Weighing in on the model weight controversy
In case you haven't heard (ha!), there's been a bit of discussion over models and how much they weigh. To bring you up to speed, it all started back in September, when organizers of the Madrid Fashion Week announced that it would be weighing in all models; those with a BMI of under 18 would not be allowed to work. Fashion designers, casting directors, and editors then denied widespread eating disorders in the industry, saying that Madrid was overreacting, and that, as arbiters of taste, they should be able to hire whomever they want. The death of Brazilian model Ana Carolina Reston from anorexia, in November, drew even more attention to the debate. With New York Fashion Week looming on the horizon, the CFDA finally stepped up to the plate last week, releasing a "health initiative" to ensure the health and safety of all working models. As my idol, the Washington Post's Robin Givhan notes in her spot-on analysis of the debate, it's basically the equivalent of tobacco companies giving tips on how to quit smoking. The reigning supe, Giselle Bundchen, who obviously knows where her paychecks come from, then added more fuel to the fire by stating that we should blame families, not the fashion industry. I don't think that's necessarily the right answer either.

Yes, most models are naturally thin; as I have said before, this is because they're all, like, 17 years old. (Case in point: When I was 17 years old, I thought I was fat, but I wore a size 6 and ate the chicken fingers dinner--that's chicken fingers and fries--at Baker's Square roughly twice a week, in addition to basically whatever else I wanted to eat.) Keep in mind, too, that most models are over the hill by the time they're 25--the age at which I discovered that I could no longer subsist on shmears, pizza, and macaroni and cheese. At the same time, Givhan has a point: Sample sizes have shrunk dramatically in the last 15 years (for a good time, check out pictures of Cindy Crawford circa 1992--she seems almost portly in comparison to today's standard), and models have shrunk in response. But while they may be naturally thin, models do diet for runway work. In the meantime, the average American woman is 5'4" and 145 pounds; to meet Spain's BMI standard, a 5'9" model would have to weigh 126 pounds. I think the only models nowadays who weigh that much are either over 6 feet tall or are "swimsuit" models, i.e. girls too "curvy" to do fashion work. I saw a news clip on CNN last week of models being weighed, and while most were meeting their target weight, they were wearing sweaters, jeans, boots, jackets...in other words, nothing the average woman would be wearing at, say, her Weight Watchers weigh-in.

The media is jumping all over this story, of course, because it's sensational. Eating disorders equal drama equals ratings and sales. And while eating disorders are serious, they are mental--not societal--illnesses. If young women were becoming anorexic in droves from reading Vogue, trust me, it would be much more of an epidemic.

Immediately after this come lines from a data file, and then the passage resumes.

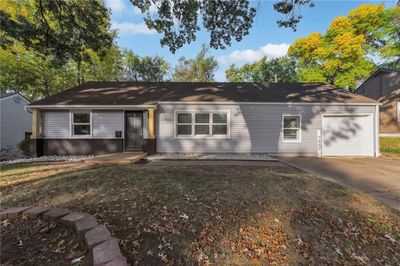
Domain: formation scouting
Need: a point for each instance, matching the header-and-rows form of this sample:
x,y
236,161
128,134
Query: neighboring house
x,y
310,119
16,123
384,86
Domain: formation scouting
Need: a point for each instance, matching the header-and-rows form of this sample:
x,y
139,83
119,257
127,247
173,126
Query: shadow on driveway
x,y
376,176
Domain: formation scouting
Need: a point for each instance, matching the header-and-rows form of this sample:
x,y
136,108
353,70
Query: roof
x,y
7,94
382,69
147,93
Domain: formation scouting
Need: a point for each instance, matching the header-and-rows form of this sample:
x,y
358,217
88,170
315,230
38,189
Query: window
x,y
184,125
81,124
202,124
28,135
291,128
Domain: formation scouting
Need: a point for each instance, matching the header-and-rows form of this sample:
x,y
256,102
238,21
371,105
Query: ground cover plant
x,y
216,214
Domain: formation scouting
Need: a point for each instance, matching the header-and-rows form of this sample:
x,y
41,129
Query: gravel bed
x,y
210,156
71,158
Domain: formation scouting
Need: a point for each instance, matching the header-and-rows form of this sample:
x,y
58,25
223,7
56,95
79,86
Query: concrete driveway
x,y
378,177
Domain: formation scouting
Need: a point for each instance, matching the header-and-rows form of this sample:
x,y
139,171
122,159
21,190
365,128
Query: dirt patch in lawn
x,y
229,215
38,242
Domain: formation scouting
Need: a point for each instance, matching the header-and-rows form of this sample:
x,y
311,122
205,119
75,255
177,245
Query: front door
x,y
133,131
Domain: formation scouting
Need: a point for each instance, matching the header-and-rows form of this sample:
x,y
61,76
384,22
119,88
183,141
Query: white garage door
x,y
351,135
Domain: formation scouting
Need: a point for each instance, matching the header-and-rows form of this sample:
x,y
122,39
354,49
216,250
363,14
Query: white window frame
x,y
298,140
72,123
210,124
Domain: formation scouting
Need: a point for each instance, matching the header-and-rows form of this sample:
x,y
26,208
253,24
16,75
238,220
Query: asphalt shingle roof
x,y
143,93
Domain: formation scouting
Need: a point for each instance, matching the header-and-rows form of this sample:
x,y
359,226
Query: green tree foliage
x,y
342,55
282,69
201,68
64,29
48,46
178,21
147,68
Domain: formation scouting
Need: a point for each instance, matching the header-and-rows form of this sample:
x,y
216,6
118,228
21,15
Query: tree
x,y
282,69
342,55
200,69
104,66
147,68
61,29
48,46
32,74
178,20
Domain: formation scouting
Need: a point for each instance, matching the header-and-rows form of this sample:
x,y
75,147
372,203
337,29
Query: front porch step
x,y
117,158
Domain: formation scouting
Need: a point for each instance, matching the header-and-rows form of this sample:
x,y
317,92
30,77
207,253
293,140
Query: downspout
x,y
377,146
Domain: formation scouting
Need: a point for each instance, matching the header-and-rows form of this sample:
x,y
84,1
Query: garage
x,y
347,135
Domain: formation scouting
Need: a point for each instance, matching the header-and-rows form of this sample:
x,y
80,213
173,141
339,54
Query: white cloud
x,y
129,28
152,10
249,55
116,5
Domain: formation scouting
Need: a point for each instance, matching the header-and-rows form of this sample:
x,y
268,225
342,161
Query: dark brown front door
x,y
133,131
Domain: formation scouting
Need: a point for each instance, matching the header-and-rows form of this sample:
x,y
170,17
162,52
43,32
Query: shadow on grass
x,y
216,214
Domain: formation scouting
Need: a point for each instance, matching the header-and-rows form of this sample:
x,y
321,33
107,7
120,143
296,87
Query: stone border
x,y
103,248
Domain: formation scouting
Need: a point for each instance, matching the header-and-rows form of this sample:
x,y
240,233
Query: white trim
x,y
298,140
138,107
389,135
271,103
100,107
193,136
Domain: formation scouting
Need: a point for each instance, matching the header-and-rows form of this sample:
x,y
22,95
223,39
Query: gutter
x,y
102,107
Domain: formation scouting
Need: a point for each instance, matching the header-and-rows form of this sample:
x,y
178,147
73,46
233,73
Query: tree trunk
x,y
79,70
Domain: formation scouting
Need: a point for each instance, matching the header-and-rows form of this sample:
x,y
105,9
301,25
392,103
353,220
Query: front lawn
x,y
227,215
390,144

I'm not trying to make light of the situation, however; while we can't blame the fashion industry for eating disorders per se, we can blame them for low self-esteem. I get that they're selling fashion as fantasy, but being a size 0 is so far past attainable for so many women (like 99.5% of the population), it's downright ridiculous. I'm not suggesting that fashion designers send out "average" or even "real" women on the runways--after all, where's the fantasy in that?--but considering the rising obesity rates in the world, even a size 4 would be a step in the right direction. The CFDA has the power to make that step. Hell, even Anna Wintour has the power. It's not going to happen overnight, but it can happen. All they have to do is take a stand, one that's in the best interests of not only models but of all women.

1 comment

Anonymous said...

i wholeheartedly agree with you its not just the fashion industries fault but they dont help. and the funny thing i noticed while reading what you wrote was the irony of the ads on the page from google they range from advertising americas next top model to diet pills stating "I Was Sick Of My Fat". so its not just the fashion industry pushing for weight loss its also society in general, look around on most web pages and the ads all have the same theme anymore. until society quits pushing thin,thin,thin, the attitudes on weight wont change for the better it will just get worse instead of better.